At the same time, THT has been unable to confirm that Gotye’s Somebody That I Used To Know was inspired by San Francisco pitcher Tim Lincecum.
GQ has just released its annual Men of the Year issue, and in it, the magazine names Dodgers outfielder Yasiel Puig its Phenom of the Year. Meanwhile, PQ – or, Poisons Quarterly – has credited the toxin in the scorpion that stung Brewers GM Doug Melvin during Spring Training as its Venom of the Year, barely outpacing whatever it was that inspired Matt Garza to unleash that bizarre, venomous rant against Eric Sogard and his wife.
Going for the Corona
Word out of the Mexican League this week is that Oaxaca Warriors pitcher Gabriel Alfaro has signed a minor-league contract with the Washington Nationals. Meanwhile, word out of the Tex-Mex League is that the Waco Gringos are going for “the whole enchilada” by signing Jim Rice and both Billy Bean(e)s. They are also seeking a hurler who can bring the cheese.
The state of negotiations
According to ESPN’s Buster Olney, free agent catcher Brian McCann is expected to soon begin visiting teams that are interested in his services.
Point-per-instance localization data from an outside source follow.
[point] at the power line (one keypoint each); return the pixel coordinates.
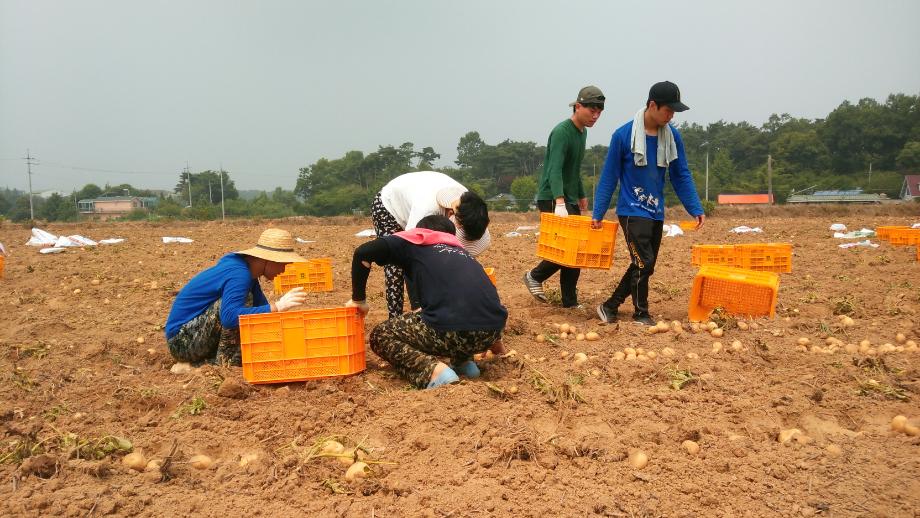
(121, 171)
(28, 158)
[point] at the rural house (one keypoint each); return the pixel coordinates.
(910, 189)
(113, 206)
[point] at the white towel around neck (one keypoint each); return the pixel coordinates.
(667, 148)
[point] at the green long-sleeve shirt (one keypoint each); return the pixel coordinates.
(562, 164)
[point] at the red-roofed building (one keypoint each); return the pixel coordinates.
(910, 190)
(745, 199)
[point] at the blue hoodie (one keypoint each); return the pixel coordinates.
(642, 188)
(228, 281)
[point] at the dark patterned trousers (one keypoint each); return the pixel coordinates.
(385, 225)
(203, 339)
(413, 347)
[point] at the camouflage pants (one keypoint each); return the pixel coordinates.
(413, 347)
(203, 340)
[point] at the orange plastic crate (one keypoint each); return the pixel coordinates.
(764, 257)
(735, 290)
(313, 275)
(904, 236)
(884, 233)
(302, 345)
(570, 241)
(722, 255)
(491, 273)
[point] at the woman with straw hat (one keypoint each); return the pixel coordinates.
(203, 324)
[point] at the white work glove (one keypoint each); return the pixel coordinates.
(362, 306)
(289, 300)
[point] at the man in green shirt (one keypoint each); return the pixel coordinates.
(560, 189)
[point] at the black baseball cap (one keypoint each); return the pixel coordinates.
(666, 93)
(589, 95)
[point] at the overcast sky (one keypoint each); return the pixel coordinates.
(127, 91)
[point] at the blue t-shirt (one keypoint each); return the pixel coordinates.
(642, 188)
(230, 281)
(454, 291)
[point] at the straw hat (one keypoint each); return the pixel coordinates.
(275, 245)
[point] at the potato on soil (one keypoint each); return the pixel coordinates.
(135, 460)
(201, 461)
(356, 471)
(638, 459)
(691, 447)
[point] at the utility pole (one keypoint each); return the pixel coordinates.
(28, 158)
(223, 215)
(189, 175)
(770, 178)
(707, 167)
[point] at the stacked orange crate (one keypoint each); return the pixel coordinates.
(314, 275)
(570, 241)
(904, 236)
(764, 257)
(884, 232)
(719, 255)
(735, 290)
(301, 345)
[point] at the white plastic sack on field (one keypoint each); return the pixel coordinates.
(859, 243)
(856, 234)
(744, 230)
(74, 240)
(41, 238)
(672, 230)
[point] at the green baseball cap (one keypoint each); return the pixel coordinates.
(589, 95)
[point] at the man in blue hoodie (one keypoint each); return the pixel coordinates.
(641, 152)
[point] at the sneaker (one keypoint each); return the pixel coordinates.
(446, 377)
(644, 320)
(536, 288)
(467, 369)
(606, 315)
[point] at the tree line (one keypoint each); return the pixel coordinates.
(867, 145)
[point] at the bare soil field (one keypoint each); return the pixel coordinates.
(84, 366)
Meanwhile, Buster Busterman of CaptainObvious.org is reporting that while the Yankees are dangling the Yankees mystique and their 27 titles as a free-agent carrot, and while the Red Sox are dangling their 2013 World Series title and the Boston Strong mystique, the Rangers are dangling a plate of Texas barbecue, a tall glass of sweet iced tea and a laminated copy of Article 8, Section 24 of the Constitution of Texas, which places various restrictions on the ability of the Legislature to impose a state income tax.
CaptainObvious.org is also reporting that when the Rangers dangled the barbecue plate, all the ribs, all the brisket and most of the beans fell off.
Pocket aces, no; pocket shortstops, yes
MLB.com is reporting that the Rangers’ Jon Daniels was the only general manager at the recent GM Meetings to outwardly declare that his team will absolutely have to make a free-agent signing, quoting the GM as saying, “We have to go outside and make a move.” Meantime, Poker.com is reporting that Daniels was the lone GM to reveal his down cards at the late-night game of Texas Hold ’Em, quoting him as saying, “Look, guys, I have two sixes—no, wait, two fours—no, two sixes. What should I do now?”
Author’s note: Alas, it seems that Daniels got rid of his four.
Reducing bad hops
Via press release, the Baseball United Foundation has announced that a group of professional baseball scouts, coaches and players will conduct instructional baseball clinics in Ireland early next year. Also via press release, the Guinness United Foundation has announced that as soon as humanly possible, a group of professional brewers will conduct instructional brewing clinics at the Miller Brewing Company, Milwaukee, Wisconsin.
So they loaded up the truck and they moved to . . .
Shocking news out of Atlanta this week: Seems the Braves will be moving to a new ballpark in the northern (i.e., wealthy) suburbs following the 2016 season. Equally shocking news out of KC: Seems the perennially under-funded Royals will also move to a richer locale, by putting Kauffman Stadium on 62 wide-load trailers and hauling it to Beverly Hills. Word in the clubhouse is that Eric Hosmer and Lorenzo Cain are ambivalent about the move while Billy Butler is excited due to the obvious nickname possibilities.
Recent reports have indicated that in the wake of a concussion he suffered as a catcher this past season, Minnesota’s Joe Mauer will be moving from home plate to first base to begin the 2014 campaign. Separate reports are indicating that in the wake of a season in which he posted a career-worst .244/.313/.669 slash line, Paul Konerko might move from first to home.*
*Sadly, perhaps, this one is kind of true.